Tuesday, October 11, 2022

Carnival of Souls: Spooky. Clean. Fun.

Carnival of Souls -- take a look


Tonight's Spooky Movie Tuesday pic is "Carnival of Souls" (Harcourt Productions, 1962). The film starts with reckless youths initiating a high speed drag race on Kansas country backroads.
Darn kids and their road racin'!

Things take a tragic turn when one of the cars is crowded off an old bridge and plunges into the river below. Rescue workers desperately rally to save the occupants of the automobile, but the murky river makes finding the car nearly impossible.
Always remember to tip your driver.

Miraculously, Mary Henry (Candace Hilligoss) washes up alive on a sandbar where she's saved by the community, but her friends aren't so lucky.
An unlucky survivor.

A week later Mary decides to leave her hometown and put the tragedy behind her, taking a job as a church organist in Utah. On her long car ride to her new home, she passes an old amusement park on the shore of the Great Salt Lake that catches her attention.
To be fair, this place is kind of creepy anyway.

Soon after she begins to see a ghoulish face out of the corner of her eye, following her everywhere.

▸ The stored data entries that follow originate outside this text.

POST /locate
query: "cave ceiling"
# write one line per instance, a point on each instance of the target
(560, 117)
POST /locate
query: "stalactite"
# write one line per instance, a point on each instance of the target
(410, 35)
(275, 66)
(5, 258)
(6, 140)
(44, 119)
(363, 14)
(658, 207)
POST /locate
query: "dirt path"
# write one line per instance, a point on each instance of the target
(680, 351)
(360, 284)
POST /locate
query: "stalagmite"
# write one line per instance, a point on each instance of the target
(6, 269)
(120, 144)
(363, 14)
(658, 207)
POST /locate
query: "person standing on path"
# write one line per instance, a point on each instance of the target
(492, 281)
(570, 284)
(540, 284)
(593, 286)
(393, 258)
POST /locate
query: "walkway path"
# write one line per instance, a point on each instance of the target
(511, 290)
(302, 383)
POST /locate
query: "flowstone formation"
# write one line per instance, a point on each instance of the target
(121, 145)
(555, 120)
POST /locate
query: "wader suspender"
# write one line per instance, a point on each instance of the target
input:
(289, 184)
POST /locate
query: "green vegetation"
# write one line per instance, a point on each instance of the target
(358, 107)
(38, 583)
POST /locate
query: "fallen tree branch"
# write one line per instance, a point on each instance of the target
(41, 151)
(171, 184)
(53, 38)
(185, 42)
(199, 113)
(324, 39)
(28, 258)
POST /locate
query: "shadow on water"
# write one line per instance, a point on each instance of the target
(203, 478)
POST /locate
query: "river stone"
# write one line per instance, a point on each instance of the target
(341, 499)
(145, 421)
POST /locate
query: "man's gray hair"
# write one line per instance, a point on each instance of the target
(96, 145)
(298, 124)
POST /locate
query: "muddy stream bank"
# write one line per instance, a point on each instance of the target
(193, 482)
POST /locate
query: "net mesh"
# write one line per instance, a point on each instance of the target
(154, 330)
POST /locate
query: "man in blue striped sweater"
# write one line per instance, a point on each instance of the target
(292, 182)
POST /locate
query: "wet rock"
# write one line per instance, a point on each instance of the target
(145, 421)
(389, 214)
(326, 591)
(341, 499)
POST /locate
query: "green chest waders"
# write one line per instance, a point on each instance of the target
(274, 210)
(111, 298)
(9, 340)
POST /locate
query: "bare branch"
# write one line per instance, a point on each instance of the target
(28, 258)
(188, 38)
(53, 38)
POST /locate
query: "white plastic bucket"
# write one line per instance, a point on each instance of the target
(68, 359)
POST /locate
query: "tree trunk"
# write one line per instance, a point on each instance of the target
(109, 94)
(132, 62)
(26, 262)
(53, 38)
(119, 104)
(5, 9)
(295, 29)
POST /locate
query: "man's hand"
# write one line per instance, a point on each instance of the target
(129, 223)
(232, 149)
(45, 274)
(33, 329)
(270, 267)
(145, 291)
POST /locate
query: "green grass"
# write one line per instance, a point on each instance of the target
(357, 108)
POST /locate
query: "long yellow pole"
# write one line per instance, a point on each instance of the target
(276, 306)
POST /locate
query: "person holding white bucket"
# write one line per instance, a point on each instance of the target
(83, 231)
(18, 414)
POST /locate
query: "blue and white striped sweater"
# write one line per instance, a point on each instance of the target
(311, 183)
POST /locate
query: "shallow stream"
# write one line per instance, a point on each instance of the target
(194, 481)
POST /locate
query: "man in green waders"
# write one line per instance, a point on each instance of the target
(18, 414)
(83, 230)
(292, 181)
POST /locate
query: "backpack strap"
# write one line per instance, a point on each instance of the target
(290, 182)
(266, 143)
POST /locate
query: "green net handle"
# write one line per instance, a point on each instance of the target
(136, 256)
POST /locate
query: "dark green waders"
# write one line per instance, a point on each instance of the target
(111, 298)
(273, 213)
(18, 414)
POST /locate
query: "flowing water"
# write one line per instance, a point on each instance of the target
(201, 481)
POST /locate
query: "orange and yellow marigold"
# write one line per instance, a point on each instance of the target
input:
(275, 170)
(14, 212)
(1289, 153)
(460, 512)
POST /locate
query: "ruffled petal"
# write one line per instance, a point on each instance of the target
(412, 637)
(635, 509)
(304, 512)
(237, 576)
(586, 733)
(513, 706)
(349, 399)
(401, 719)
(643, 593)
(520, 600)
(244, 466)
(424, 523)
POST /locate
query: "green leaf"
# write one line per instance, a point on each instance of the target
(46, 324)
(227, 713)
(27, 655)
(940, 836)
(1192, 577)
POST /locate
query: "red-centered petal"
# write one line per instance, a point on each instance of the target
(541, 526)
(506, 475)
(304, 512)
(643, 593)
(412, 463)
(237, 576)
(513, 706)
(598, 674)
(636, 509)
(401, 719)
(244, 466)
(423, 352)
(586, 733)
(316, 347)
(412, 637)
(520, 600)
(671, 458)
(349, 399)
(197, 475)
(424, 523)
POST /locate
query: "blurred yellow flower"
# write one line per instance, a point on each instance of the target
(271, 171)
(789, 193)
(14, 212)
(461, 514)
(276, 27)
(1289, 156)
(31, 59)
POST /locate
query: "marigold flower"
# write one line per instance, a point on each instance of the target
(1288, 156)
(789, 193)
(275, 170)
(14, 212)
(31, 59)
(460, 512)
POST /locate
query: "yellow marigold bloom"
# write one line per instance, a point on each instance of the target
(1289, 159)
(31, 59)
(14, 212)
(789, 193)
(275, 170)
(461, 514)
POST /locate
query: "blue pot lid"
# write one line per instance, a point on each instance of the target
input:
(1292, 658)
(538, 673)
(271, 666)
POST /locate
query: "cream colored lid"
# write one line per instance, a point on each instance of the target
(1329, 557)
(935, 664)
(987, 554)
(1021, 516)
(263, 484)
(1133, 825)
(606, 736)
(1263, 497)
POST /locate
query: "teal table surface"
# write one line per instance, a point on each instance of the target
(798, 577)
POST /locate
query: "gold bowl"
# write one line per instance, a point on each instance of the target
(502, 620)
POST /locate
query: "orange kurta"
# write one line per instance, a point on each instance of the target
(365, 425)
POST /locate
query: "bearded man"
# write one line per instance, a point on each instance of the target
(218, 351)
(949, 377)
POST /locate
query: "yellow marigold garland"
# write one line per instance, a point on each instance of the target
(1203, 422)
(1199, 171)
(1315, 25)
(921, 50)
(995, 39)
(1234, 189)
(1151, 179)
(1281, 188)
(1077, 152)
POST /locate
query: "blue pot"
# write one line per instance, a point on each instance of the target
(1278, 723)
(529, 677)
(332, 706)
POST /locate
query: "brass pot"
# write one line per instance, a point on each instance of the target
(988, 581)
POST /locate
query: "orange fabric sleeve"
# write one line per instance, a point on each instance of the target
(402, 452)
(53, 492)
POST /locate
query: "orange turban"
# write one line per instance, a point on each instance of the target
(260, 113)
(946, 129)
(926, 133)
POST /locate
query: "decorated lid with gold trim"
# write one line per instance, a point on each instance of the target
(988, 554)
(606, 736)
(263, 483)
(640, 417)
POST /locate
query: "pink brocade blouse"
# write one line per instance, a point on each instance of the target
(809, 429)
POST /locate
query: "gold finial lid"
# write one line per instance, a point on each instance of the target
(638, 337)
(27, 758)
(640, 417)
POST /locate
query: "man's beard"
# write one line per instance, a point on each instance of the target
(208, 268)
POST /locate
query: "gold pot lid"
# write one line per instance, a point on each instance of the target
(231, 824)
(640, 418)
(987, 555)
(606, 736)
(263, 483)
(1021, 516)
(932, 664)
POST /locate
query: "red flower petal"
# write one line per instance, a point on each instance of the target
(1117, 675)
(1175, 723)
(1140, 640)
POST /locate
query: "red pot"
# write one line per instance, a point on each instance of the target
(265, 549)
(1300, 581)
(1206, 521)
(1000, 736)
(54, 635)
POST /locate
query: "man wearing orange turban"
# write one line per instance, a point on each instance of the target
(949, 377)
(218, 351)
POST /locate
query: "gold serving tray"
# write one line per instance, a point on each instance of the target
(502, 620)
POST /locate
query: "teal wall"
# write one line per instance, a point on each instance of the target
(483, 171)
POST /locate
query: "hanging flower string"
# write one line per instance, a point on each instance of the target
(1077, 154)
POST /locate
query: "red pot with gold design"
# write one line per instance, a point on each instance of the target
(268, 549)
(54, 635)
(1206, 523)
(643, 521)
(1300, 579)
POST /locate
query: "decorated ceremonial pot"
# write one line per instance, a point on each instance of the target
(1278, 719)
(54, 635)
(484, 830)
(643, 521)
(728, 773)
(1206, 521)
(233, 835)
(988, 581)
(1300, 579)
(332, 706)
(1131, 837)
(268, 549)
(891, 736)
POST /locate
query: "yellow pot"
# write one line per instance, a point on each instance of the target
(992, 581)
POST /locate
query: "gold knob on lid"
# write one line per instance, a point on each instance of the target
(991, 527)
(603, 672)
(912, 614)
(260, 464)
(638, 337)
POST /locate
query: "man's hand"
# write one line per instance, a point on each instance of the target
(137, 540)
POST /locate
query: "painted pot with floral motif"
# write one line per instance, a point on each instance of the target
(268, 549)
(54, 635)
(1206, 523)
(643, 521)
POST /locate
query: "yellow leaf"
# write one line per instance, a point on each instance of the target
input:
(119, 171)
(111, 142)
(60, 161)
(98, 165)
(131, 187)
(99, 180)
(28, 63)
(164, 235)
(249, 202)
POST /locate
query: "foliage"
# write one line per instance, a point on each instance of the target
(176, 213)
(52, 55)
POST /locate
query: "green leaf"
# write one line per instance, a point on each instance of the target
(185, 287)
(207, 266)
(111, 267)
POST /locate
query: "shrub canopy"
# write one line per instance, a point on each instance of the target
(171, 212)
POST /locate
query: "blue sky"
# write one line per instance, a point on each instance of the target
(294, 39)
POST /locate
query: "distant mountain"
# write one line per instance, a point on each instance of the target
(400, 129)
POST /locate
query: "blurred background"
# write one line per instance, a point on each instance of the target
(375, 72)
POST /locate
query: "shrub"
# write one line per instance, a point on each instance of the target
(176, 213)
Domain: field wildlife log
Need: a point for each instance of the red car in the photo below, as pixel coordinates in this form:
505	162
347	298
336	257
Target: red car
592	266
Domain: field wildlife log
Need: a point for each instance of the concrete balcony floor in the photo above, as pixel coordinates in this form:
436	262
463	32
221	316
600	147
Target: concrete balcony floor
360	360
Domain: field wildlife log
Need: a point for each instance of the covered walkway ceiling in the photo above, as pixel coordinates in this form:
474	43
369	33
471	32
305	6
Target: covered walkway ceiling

As she settles into her boarding house and new job she gets the sense that the sinister character is stalking her, but her landlady, Mrs. Thomas (Frances Feist), fellow housemate and full-time scumbag John Linden (Sidney Berger), and new associate Dr. Samuels (Stan Levitt) never see the menace that's terrifying her. As the days wear on, she begins to see more otherworldly horrors following her. Is it survivor's guilt, an undiagnosed psychosis, or something more?
Who is the sinister figure watching Mary? Probably "Meta" (he does kind of look like Mark Zuckerberg).

This guy is so slimy, you might mistake him for "The Blob"

Dr. Samuels seems to want to help Mary, but can he?

Less than perfect

Let's get the detritus out of the way right now. This is a quintessential low-budget "B" movie from the 60s. The film doesn't have a lot of technical gravitas in its favor: The film grade is sub-par, still grainy black-and-white in an age when color film was becoming common. The audio quality is even worse, in that the actors have to shout in most scenes in order for their lines to be heard above the always present hum of the recording equipment. This is even more apparent in scenes that are entirely scripted in post with ADR, as the sync is off and the disconnect is obvious. Believe it or not, I feel that these "faults" actually help the film.

Perfect for less

The technical limitations and thin budget (supposedly this entire film was shot for around $30,000 -- about $294,000 in today's dollars) forced the crew to be creative in other ways. The actors aren't exactly giving it their all (but they're quite good for amateurs). Candace Hilligoss's performance is a standout (although that's expected seeing that she is the only full-time professional actress in the cast), switching between aloof, regretful, and disconnected with little more than her overly expressive eyes.

"She's Got Candace Hilligoss Eyes" never made the top 10 on Billboard.

Even though the equipment that the film was shot on was sub-par, the cinematography is INCREDIBLE. The camera always seems to choose creative shots that highlight Mary's isolation, pulling beautiful separation between light and shadow.
You'll spend much of the movie waiting for something to happen, and that's a good thing.

An almost exclusively pipe organ soundtrack builds along with Mary's fear, but is completely silent at other times and makes scenes even edgier with its absence.
More than just a soundtrack: Pipe organs factor into the story.

This is helped even more by the locations. The movie's centerpiece is the Saltair amusement park during an off-season, taking a location typically full of people and making it eerily empty.
The park is extra creepy. Scoot!

The "ghouls," while incredibly cheap monsters to create (simple black costumes, white and black fright makeup, and really nothing else) are nonetheless among the creepiest creeps ever put to celluloid.
Simple, yet effective.

The simple story still manages to end on a twist that modern audiences may see coming, but is still effective imagery that will stick with them even today. The film somehow still manages to be terrifying without even a drop of blood put to screen.
But when it happens, it happens fast.

If you can't tell, I love this film; it's easily one of my top five horror films, and has stuck with me for years. I still get chills watching it.

Although there's no strong language, no blood, and no real on-screen death, I wouldn't recommend watching this with young children; the movie isn't really action-packed for the most part, and the ghouls are still likely to give them nightmares.

Seriously, you all knew someone like this in high school, I guarantee it.

I cannot stress enough how unsettling they can be.

Where can I find it?

While I watched it on DVD, "Carnival of Souls" is a public domain film and is available at many different sources -- for free! You can watch a restored version at archive.org, here.